ESUME: Diversität. Frauen als Schiedsrichter oder an der Spitze von Unternehmen sind selbstverständlich. Einmal mehr aufstehen als hinfallen ist gelebte Praxis. Dazu die Erkenntnis, dass der Sport jungen Menschen hilft, außerhalb von Elternhaus und Schule Struktur ins Leben zu bringen. Im Sport lernst du, mit Niederlagen umzugehen, dich zu motivieren, wenn es mal nicht so gut läuft und – durchzuhalten.

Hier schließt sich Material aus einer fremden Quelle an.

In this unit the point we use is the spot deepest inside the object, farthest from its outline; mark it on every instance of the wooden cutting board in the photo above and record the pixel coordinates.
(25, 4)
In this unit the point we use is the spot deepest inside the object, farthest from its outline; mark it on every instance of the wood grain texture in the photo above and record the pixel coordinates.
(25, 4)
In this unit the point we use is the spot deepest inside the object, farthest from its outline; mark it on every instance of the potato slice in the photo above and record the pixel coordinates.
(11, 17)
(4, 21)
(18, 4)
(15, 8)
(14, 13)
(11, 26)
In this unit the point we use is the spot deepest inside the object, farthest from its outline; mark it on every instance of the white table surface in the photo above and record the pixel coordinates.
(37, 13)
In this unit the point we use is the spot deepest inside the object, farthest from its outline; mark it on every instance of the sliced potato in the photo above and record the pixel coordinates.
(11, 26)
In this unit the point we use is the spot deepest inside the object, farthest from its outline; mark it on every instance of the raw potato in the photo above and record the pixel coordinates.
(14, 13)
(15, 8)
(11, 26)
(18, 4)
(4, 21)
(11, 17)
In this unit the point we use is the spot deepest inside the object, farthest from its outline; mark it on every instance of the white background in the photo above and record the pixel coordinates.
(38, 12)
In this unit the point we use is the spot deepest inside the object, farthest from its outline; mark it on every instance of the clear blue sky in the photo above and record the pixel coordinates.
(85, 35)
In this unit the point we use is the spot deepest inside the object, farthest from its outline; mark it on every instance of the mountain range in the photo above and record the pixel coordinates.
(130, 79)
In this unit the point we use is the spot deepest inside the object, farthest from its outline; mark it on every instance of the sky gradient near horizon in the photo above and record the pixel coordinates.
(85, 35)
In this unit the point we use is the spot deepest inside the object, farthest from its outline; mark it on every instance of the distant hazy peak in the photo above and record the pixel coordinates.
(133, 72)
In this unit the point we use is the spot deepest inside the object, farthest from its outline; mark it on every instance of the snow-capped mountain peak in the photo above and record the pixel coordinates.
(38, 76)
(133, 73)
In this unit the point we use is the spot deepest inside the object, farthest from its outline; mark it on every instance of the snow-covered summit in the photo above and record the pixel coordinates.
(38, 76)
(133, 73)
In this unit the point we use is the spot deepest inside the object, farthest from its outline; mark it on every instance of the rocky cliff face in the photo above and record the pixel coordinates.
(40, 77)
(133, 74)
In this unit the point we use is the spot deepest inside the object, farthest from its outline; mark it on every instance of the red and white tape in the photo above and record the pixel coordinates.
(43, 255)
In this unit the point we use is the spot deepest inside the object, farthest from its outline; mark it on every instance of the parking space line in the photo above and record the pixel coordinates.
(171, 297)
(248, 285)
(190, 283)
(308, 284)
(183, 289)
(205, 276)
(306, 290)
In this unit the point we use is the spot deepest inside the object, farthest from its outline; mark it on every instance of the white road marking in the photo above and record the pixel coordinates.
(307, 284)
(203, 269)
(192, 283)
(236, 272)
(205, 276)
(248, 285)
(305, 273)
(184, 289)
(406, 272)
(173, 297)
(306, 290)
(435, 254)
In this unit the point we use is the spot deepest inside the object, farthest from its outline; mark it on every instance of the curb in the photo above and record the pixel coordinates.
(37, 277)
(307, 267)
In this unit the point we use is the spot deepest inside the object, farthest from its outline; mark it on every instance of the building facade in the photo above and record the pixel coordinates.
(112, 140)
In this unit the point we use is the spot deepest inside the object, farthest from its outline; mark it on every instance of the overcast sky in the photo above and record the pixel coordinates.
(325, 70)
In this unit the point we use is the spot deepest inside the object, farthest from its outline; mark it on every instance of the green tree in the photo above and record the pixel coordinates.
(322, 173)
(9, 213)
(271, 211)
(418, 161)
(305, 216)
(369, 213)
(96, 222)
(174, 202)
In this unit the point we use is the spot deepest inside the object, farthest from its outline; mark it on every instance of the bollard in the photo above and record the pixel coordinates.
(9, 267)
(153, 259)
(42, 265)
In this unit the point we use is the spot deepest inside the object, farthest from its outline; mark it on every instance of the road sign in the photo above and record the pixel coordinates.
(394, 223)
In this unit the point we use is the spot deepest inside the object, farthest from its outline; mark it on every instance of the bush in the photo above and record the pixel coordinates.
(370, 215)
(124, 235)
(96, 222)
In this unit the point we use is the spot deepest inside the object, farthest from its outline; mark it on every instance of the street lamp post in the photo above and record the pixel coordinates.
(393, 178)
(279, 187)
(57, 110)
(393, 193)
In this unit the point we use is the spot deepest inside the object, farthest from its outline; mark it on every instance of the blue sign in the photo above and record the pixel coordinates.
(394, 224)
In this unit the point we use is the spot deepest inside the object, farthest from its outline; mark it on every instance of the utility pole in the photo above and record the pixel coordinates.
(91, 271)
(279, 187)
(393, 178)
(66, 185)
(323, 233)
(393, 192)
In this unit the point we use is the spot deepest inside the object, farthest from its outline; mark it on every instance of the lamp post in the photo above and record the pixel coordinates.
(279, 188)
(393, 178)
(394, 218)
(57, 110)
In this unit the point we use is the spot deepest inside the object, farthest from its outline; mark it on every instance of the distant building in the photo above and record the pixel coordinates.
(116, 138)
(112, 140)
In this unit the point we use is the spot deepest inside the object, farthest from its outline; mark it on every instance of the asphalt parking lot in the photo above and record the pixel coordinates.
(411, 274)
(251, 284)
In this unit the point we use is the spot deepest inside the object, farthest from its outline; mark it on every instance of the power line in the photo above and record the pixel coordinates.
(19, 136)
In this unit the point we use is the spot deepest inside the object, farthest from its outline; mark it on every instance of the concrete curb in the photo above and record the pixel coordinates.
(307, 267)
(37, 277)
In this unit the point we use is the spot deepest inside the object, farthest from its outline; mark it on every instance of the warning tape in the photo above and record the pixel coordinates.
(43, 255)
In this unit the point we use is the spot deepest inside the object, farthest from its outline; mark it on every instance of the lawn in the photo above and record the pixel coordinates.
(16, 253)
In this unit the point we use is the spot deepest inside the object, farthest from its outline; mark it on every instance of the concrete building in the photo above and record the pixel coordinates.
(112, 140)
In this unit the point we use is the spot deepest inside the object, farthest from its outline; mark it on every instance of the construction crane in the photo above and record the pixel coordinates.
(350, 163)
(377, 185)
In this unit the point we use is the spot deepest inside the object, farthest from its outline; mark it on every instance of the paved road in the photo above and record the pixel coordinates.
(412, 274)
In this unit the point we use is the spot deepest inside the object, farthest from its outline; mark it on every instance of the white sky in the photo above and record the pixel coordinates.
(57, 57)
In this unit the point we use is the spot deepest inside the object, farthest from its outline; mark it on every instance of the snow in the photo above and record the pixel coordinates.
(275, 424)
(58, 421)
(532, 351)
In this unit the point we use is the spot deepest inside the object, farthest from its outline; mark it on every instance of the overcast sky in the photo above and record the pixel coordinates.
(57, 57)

Auch stolz auf sein Land zu sein …?
ESUME: Es ist nicht verwerflich zu sagen, ich bin stolz darauf, in einem Land zu leben, wo Diversität alle Freiheiten hat, die sie verdient. Ja, man muss vorsichtig sein, im Umgang mit dem Wort Nationalstolz. Aber man darf es sich auch nicht klauen lassen von denen, die es missbrauchen. Gerade die vielen Menschen mit Migrationshintergrund sollten sagen, ich bin stolz darauf, einen deutschen Pass zu haben. In Hamburg haben zudem die Rechtsaußen-Parteien die wenigsten Wählerstimmen. Viele Menschen gehen für Diversität und Freiheit auf die Straße. Deshalb ist Hamburg besonders. Darum liebe ich diese Stadt, bin stolz, sie repräsentieren zu dürfen, auch als Unternehmer.

Wie meinen Sie das?
ESUME: Gerade als Unternehmer habe ich eine Verantwortung, mich für die nächste Generation zu engagieren. Und das geht am effektivsten durch Sport. Ich manage eine professionelle Sportliga, bin also schon im Sport involviert. Aber ich hoffe, dass noch mehr Hamburger Unternehmer den Sport als Investitionsmöglichkeit identifizieren. Und da rede ich weder von Herrn Kühne noch von Herrn Otto, die mit Geld den Sport schon unterstützen. Ich rede von Unternehmen, die erkennen, dass Business nur dann möglich ist, wenn eine Gesellschaft funktioniert. Am Ende hängt alles immer am Geld. Aber wenn ich erkenne, dass Sport in Verbindung mit meinem Produkt, mit meiner Marke, einen wichtigen Abstrahleffekt hat, dann kann ich es auch und gerade als Business nutzen. Für uns als Stadt und Botschafter sage ich, es wäre toll, wenn jemand sagt, ich möchte ein Sportprogramm, das unsere Stadt sportlich nachhaltig bewegt, unterstützen. Ich sage, ,be my guest‘, gehen wir zur Stadt, machen wir was. Gerade für und in den sozialen Brennpunkten – um nicht noch mehr Menschen an irgendwen oder irgendetwas zu verlieren.